Так я поняла, где тебя искать.
С матерью все в порядке, только она жалуется, что все время работает и ее пальцы теперь стали черного цвета. Они все трудятся в поте лица, чтобы восстановить утраченные в пожаре запасы туши. Отцу и дядюшкам пришлось заново отстроить лавку в Пекине. Они взяли в долг деньги и древесину у гробовщика Чана, которому теперь принадлежит большая часть нашего бизнеса. Она перешла к ним, когда я вышла замуж за Чан Фу Наня, четвертого сына, того самого, за которого должна была выйти ты.
Мать сказала, что нам повезло, что эти люди захотели взять в свой дом хоть кого-нибудь из девочек нашей семьи. Вот только я не считаю, что мне повезло. Это тебе повезло, что ты не стала невесткой в этой семье. Каждый день, с каждым куском, который попадает ко мне в рот, мне напоминают о милости, которую нам оказывает семья Чан. Мы должны им за древесину, и этот долг растет с каждым днем.
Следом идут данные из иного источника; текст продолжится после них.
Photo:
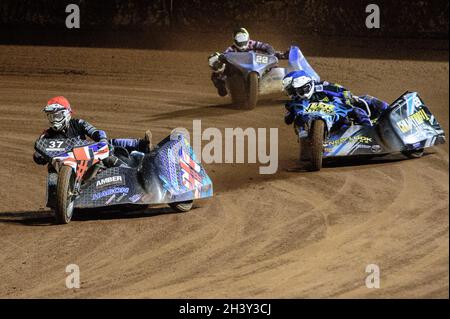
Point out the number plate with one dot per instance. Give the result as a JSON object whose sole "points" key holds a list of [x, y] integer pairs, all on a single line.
{"points": [[56, 146], [320, 107], [262, 59]]}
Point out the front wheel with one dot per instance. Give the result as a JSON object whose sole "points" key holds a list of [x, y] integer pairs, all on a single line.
{"points": [[414, 153], [316, 144], [182, 207], [64, 196]]}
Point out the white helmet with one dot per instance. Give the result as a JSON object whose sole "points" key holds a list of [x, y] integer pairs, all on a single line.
{"points": [[241, 39], [302, 85], [215, 63], [58, 113]]}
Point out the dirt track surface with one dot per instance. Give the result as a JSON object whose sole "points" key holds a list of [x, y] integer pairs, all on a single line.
{"points": [[292, 234]]}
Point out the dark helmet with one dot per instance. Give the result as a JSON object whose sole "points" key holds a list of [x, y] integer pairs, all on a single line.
{"points": [[241, 38]]}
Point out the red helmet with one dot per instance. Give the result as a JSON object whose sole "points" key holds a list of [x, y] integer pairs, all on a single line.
{"points": [[58, 112]]}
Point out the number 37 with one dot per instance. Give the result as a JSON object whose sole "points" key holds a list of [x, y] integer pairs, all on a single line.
{"points": [[262, 59]]}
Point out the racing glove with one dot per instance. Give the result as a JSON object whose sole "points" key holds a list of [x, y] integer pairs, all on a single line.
{"points": [[282, 55], [99, 135], [110, 161]]}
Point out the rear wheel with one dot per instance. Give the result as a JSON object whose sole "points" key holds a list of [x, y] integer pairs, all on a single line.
{"points": [[64, 196], [253, 90], [236, 87], [316, 144], [182, 207], [414, 153]]}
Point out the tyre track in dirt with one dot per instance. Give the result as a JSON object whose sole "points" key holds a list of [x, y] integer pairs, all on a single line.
{"points": [[292, 234]]}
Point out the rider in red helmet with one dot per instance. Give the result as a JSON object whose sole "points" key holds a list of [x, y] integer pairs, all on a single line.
{"points": [[62, 125]]}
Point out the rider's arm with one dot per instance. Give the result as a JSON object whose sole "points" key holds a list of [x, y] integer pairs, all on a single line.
{"points": [[261, 46], [339, 91], [91, 131]]}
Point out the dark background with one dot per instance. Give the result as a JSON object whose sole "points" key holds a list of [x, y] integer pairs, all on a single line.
{"points": [[207, 25]]}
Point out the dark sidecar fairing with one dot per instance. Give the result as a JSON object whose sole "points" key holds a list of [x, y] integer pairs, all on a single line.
{"points": [[408, 125], [168, 174]]}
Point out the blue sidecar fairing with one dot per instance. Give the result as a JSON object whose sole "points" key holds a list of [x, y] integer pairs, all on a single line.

Клану Лю не отработать его и за сотню лет. Тушь теперь плохо продается, да и стоит она уже гораздо дешевле. Честно говоря, она стала худшего качества, потому что ингредиенты ее уже не те и нет Драгоценной Тетушки, чтобы покрыть палочки гравировкой. В качестве напоминания о долге нашей семьи меня полностью лишили карманных денег. Для того чтобы наклеить марку на это письмо, Мне пришлось выменять ее на мою заколку для волос.
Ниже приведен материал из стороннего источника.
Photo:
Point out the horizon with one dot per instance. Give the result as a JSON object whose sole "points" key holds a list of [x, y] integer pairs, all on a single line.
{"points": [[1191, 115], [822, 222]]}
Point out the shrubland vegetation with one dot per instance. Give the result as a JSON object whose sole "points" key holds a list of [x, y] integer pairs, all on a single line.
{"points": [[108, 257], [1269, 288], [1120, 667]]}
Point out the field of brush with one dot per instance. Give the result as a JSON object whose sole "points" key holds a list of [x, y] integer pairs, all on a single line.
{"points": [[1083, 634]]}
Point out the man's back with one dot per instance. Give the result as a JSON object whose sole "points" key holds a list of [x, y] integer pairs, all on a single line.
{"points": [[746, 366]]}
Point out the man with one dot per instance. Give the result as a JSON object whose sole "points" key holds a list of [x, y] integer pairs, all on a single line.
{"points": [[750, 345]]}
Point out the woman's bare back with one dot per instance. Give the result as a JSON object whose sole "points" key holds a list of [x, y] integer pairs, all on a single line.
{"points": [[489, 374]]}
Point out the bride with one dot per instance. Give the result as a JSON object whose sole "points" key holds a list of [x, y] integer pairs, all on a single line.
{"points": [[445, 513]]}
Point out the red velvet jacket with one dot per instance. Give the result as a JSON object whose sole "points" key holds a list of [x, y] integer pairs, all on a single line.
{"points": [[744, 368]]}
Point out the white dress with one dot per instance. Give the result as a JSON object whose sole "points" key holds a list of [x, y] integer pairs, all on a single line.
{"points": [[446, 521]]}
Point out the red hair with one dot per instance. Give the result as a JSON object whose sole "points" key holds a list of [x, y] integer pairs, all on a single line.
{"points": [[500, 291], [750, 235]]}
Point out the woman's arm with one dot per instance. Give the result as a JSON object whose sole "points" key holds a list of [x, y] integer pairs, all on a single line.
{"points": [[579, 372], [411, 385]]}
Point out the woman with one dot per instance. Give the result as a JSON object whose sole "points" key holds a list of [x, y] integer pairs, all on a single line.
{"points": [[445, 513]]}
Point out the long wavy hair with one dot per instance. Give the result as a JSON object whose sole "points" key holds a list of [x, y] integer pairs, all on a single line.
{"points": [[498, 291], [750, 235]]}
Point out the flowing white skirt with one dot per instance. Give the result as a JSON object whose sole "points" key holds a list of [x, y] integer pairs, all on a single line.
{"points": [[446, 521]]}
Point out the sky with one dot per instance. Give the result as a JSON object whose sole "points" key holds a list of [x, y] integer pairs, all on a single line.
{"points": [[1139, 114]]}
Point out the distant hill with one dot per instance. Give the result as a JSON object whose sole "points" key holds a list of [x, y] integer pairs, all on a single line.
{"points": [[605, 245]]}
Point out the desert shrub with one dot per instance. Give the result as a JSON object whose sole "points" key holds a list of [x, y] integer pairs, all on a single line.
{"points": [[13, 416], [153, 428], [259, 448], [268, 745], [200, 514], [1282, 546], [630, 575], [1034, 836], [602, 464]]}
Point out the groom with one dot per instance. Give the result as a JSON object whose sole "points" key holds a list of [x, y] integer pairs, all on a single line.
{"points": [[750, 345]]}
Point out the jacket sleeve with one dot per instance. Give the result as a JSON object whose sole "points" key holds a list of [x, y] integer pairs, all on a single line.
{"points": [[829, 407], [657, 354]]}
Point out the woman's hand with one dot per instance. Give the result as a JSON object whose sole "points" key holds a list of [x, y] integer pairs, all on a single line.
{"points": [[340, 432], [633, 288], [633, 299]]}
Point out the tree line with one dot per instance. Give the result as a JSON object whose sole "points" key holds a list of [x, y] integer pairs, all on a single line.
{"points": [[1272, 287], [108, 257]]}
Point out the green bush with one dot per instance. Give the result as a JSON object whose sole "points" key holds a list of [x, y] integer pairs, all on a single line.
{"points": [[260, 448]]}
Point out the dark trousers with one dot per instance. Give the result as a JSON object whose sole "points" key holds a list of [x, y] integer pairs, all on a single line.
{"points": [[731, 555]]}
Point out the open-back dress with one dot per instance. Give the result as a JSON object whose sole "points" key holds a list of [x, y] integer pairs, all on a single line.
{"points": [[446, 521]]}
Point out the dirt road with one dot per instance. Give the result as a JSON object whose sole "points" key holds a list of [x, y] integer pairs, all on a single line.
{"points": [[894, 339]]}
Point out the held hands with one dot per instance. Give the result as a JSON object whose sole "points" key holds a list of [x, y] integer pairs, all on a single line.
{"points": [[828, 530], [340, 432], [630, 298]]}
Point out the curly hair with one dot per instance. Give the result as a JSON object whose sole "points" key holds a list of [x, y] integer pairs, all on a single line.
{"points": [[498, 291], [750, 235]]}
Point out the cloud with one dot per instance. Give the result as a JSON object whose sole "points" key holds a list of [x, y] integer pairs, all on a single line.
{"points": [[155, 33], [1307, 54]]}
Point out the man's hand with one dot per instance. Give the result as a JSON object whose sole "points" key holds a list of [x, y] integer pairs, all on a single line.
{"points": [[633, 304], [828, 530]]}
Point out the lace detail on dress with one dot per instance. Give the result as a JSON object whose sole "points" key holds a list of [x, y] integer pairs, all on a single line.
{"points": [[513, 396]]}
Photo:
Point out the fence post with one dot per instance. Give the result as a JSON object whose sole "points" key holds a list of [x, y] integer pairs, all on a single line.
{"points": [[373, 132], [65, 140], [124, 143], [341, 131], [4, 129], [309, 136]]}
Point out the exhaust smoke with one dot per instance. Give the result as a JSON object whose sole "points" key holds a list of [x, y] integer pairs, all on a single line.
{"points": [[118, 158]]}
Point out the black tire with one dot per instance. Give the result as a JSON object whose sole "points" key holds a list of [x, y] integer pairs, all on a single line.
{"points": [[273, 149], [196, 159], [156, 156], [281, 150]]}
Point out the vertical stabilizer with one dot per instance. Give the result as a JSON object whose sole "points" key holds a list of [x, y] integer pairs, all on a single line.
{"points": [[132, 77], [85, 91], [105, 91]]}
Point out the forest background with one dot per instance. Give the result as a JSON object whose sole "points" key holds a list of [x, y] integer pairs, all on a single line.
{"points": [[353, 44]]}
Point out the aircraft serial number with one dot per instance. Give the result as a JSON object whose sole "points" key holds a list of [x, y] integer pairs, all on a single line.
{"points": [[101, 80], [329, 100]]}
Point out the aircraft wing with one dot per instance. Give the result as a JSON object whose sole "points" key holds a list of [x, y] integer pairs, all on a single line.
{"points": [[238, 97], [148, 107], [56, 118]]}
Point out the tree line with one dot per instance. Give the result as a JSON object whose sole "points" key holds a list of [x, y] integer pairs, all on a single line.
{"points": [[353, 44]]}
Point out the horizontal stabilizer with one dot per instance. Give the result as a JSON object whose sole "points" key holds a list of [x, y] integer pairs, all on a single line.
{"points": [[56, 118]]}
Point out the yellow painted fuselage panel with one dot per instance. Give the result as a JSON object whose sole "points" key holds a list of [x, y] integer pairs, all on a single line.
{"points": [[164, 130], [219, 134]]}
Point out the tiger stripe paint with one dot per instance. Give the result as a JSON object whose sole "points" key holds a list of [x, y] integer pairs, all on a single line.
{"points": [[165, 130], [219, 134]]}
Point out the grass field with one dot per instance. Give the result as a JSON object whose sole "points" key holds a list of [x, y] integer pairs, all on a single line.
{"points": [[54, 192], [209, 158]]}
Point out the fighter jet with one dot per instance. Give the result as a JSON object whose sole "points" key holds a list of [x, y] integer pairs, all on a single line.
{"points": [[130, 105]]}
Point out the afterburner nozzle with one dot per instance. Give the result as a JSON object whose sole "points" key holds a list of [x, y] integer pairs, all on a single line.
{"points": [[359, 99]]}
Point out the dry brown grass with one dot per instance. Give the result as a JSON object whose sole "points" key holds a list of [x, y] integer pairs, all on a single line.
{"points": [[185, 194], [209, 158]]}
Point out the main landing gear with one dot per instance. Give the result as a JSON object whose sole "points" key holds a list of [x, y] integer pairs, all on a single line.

Хочу еще сказать, что семья Чан оказалась вовсе не так состоятельна, как мы думали раньше, когда были детьми. Большая часть их состояния утекла из семьи из-за опиума. Одна из их невесток рассказала, что все началось с того времени, когда Фу Нань был ребенком и выбил плечо из сустава. Тогда его мать начала давать ему опиум. Позже мать умерла, избитая до смерти, хотя Чан заявил, что она случайно упала с крыши. После этого Чан взял вторую жену, которая раньше была подругой одного из боевиков, торговавшего опиумом и на вырученные деньги покупавшего гробы. У второй жены было пристрастие к опиуму. Только боевик предупредил Чана, что если тот хоть пальцем тронет свою жену, он собственноручно превратит его в евнуха. Чан понимает, что это вполне может случиться, потому что он встречал мужчин, лишившихся частей тела за то, что не выплатили опиумные долги.
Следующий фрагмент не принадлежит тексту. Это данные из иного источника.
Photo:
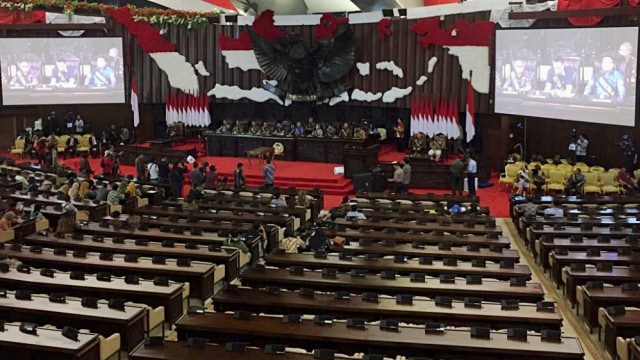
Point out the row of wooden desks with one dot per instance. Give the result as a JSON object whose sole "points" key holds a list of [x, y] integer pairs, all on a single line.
{"points": [[426, 227], [496, 254], [489, 290], [200, 275], [459, 239], [145, 292], [228, 257], [402, 267], [407, 341], [47, 344], [420, 311], [130, 322]]}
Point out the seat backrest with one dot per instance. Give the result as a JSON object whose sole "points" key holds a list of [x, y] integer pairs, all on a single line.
{"points": [[278, 148]]}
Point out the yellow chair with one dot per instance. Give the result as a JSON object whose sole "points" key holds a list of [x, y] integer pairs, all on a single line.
{"points": [[18, 147], [83, 143], [509, 176], [609, 183], [556, 181], [62, 143], [591, 184]]}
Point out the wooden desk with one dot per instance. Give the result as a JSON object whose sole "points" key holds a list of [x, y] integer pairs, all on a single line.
{"points": [[130, 323], [543, 247], [156, 235], [489, 290], [406, 226], [199, 275], [420, 312], [428, 251], [49, 344], [262, 153], [228, 257], [172, 350], [605, 297], [410, 266], [429, 239], [145, 292], [280, 220], [625, 326], [618, 276], [560, 261], [408, 341]]}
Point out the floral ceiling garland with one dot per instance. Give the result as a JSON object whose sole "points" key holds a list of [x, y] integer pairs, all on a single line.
{"points": [[149, 15]]}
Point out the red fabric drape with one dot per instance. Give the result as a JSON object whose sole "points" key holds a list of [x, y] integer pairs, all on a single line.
{"points": [[148, 37], [383, 29], [585, 4], [19, 17]]}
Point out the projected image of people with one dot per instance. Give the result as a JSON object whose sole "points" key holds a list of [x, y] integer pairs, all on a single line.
{"points": [[571, 74], [40, 71]]}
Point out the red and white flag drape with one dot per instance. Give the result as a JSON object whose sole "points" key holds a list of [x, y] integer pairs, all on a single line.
{"points": [[188, 109], [432, 119]]}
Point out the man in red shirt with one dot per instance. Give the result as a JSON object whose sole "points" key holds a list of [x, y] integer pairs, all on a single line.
{"points": [[625, 179]]}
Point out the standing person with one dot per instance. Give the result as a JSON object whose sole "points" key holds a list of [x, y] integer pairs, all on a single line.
{"points": [[398, 176], [399, 133], [238, 177], [153, 170], [406, 175], [269, 173], [581, 148], [211, 179], [176, 179], [196, 176], [472, 169], [457, 173]]}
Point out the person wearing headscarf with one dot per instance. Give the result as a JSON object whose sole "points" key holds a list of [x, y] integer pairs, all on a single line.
{"points": [[73, 191]]}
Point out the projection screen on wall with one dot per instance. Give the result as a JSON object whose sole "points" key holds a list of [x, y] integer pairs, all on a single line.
{"points": [[42, 71], [569, 74]]}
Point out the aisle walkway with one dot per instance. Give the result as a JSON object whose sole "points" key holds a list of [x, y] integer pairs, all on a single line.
{"points": [[572, 324]]}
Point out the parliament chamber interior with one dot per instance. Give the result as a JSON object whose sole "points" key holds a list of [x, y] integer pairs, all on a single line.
{"points": [[336, 179]]}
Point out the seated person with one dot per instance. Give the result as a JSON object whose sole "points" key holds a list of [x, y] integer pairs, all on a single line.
{"points": [[575, 182], [71, 147], [608, 83], [278, 130], [317, 132], [331, 131], [345, 132], [555, 210], [102, 75], [435, 149], [278, 200], [626, 181], [237, 128], [354, 214], [254, 129], [297, 130], [225, 128], [265, 130], [418, 144]]}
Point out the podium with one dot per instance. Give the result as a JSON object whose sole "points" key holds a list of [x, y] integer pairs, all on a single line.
{"points": [[359, 158]]}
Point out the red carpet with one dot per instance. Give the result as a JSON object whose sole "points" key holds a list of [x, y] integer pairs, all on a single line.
{"points": [[308, 175]]}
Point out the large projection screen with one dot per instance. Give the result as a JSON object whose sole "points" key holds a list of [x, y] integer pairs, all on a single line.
{"points": [[44, 71], [569, 74]]}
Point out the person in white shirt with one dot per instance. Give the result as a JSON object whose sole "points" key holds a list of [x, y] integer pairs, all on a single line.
{"points": [[79, 124], [555, 210], [152, 168], [355, 214]]}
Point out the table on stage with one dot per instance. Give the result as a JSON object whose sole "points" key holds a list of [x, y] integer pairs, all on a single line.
{"points": [[262, 153], [160, 143]]}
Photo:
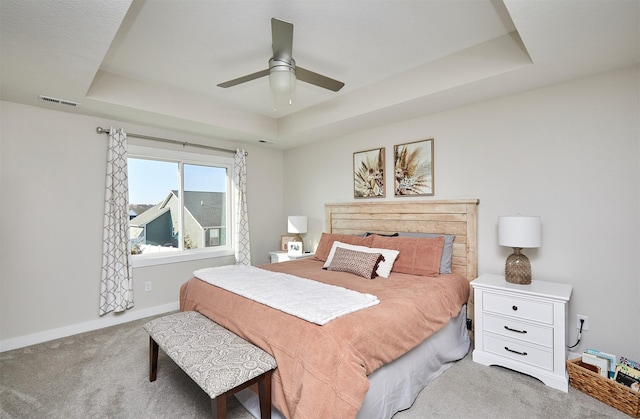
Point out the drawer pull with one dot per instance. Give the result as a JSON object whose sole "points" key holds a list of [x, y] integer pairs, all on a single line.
{"points": [[516, 352], [515, 330]]}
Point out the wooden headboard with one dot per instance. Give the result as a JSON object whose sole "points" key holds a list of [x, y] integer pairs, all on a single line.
{"points": [[457, 216]]}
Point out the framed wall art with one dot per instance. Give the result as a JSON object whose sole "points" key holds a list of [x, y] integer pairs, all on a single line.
{"points": [[368, 174], [285, 239], [413, 168]]}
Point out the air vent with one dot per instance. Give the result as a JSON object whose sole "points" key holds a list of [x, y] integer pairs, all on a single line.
{"points": [[50, 99]]}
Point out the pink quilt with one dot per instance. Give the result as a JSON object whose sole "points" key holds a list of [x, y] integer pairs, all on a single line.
{"points": [[322, 370]]}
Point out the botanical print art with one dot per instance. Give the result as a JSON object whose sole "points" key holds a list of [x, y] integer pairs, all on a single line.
{"points": [[368, 173], [413, 168]]}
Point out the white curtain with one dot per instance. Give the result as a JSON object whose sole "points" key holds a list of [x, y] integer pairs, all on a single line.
{"points": [[241, 230], [116, 286]]}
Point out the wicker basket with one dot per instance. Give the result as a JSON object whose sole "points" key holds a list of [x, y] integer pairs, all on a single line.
{"points": [[606, 390]]}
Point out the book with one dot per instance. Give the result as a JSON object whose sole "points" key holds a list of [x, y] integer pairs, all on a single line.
{"points": [[628, 376], [630, 362], [601, 363], [611, 360]]}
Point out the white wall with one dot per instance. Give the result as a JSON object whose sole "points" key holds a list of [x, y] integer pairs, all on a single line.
{"points": [[51, 211], [568, 152]]}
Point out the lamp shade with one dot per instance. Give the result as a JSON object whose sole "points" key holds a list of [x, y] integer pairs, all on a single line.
{"points": [[297, 224], [519, 231]]}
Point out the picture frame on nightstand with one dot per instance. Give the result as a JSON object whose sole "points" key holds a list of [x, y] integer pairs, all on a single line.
{"points": [[285, 239], [294, 248]]}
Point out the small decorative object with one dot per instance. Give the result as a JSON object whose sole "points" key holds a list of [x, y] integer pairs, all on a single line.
{"points": [[413, 168], [368, 174], [285, 239], [294, 248], [297, 224], [518, 232]]}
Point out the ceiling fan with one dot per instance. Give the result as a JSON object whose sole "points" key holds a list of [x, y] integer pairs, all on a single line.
{"points": [[282, 69]]}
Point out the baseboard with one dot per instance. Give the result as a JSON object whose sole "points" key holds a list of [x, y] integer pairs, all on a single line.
{"points": [[106, 321]]}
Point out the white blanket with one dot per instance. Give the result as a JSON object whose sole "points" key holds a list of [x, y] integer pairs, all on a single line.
{"points": [[304, 298]]}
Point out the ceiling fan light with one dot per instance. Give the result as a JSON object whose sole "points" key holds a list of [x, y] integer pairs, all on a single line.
{"points": [[282, 80]]}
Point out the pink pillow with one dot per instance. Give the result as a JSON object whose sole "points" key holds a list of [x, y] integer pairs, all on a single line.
{"points": [[327, 239], [418, 255]]}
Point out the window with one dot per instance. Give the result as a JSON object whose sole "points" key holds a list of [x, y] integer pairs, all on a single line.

В их доме невозможно находиться: там все время кричат и скандалят и постоянно ищут деньги на покупку новой порции опиума. Если бы Фу Нань мог продавать меня по частям, чтобы оплатить свое зелье, он бы уже давно это сделал. Он убежден, что я знаю, где можно найти драконьи кости, и, надеясь разбогатеть, требует, чтобы я ему об этом сказала. Но если бы я об этом действительно знала, то сама бы их продала, чтобы уйти от этой семьи. Я бы себя продала, вот только куда мне идти?